Duckworth Condemns USCIS for Failing to Follow Civil Rights Law for Blind Man Seeking Citizenship Test
[WASHINGTON, D.C.] – Today, Senator Tammy Duckworth (D-IL) wrote to Kevin Riddle, Field Office Director at the U.S. Citizenship and Immigration Services (USCIS), urging the agency immediately reverse course and provide Lucio Delgado, a blind man who is a legal permanent resident living in Illinois, with proper accommodations for his upcoming citizenship test. According to reports, last week USCIS failed to provide Mr. Delgado with a Braille test, which was part of his request for the reasonable accommodations required by the Rehabilitation Act of 1973. As a result, he failed his citizenship test, despite passing the portions of the citizenship exam that did not require vision to complete.
“USCIS’s inability to provide Mr. Delgado the accommodations needed for him to take the reading portion of the citizenship exam should not bar him from becoming a U.S. citizen,” Duckworth wrote. “He has cleared all other parts of the naturalization process, including most of the citizenship exam, and demonstrated his understanding of the English language and U.S. civics. Mr. Delgado’s family came to this country in part so that could receive better accommodations for his disability. I am asking that USCIS do just this and provide Mr. Delgado a path forward that properly accommodates for his disability.”

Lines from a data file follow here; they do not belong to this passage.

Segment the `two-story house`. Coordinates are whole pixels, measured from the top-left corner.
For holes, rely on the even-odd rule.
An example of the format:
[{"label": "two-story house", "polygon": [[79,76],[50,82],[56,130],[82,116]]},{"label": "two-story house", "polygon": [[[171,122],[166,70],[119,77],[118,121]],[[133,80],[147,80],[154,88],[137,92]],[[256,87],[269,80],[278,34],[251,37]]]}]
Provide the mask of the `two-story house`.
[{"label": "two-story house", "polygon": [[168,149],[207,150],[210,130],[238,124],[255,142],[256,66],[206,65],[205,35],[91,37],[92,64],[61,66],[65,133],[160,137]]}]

A full copy of the letter is available below and online here.
Mr. Kevin Riddle
Field Office Director
U.S. Citizenship and Immigration Services Field Office
101 W. Ida B. Wells Drive
Chicago, IL 60605
Dear Field Office Director Riddle:
I am writing in support of granting U.S. citizenship to Mr. Lucio Delgado, a blind man whom U.S. Citizenship and Immigration Services (USCIS) failed to provide proper accommodations for during his citizenship test. I urge USCIS to take swift action to provide Mr. Delgado all necessary and proper accommodations throughout the rest of his naturalization process, including for Mr. Delgado’s third citizenship test on March 13, 2020.
Mr. Delgado is a 23-year-old legal permanent resident who has lived in the United States for the past six years and is currently seeking U.S. citizenship. Mr. Delgado is also legally blind as result of being born with Retinopathy of Prematurity (ROP), an eye disorder that primarily affects premature infants. ROP is one of the most common causes of visual loss during childhood and can lead, as it did for Mr. Delgado, to complete and lifelong blindness.

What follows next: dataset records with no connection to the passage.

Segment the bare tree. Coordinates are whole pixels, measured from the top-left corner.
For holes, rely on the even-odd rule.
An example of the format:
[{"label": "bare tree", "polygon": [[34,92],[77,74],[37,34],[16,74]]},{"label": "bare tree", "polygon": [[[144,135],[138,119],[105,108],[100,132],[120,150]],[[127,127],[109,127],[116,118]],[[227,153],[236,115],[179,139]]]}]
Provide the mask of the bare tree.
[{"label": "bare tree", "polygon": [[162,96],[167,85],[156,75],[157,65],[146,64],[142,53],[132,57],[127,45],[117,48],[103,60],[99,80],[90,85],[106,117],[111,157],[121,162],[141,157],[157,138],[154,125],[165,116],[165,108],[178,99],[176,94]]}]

According to public reports, USCIS received Mr. Delgado’s request for reasonable accommodations but failed to provide the reading test in Braille and instead only offered the exam in large print both times he attempted to take it. Being 100 percent blind and without proper accommodations, Mr. Delgado was unable to complete this portion of the exam and failed.
USCIS’s inability to provide Mr. Delgado the accommodations needed for him to take the reading portion of the citizenship exam should not bar him from becoming a U.S. citizen. He has cleared all other parts of the naturalization process, including most of the citizenship exam, and demonstrated his understanding of the English language and U.S. civics. Mr. Delgado’s family came to this country in part so that could receive better accommodations for his disability. I am asking that USCIS do just this and provide Mr. Delgado a path forward that properly accommodates for his disability.
Please do the right thing in providing Mr. Delgado full support and assistance in attaining U.S. citizenship, which includes providing all written materials in Braille or an alternative method that accommodates for his blindness. Thank you in advance for your consideration of my reasonable request on behalf of Mr. Delgado.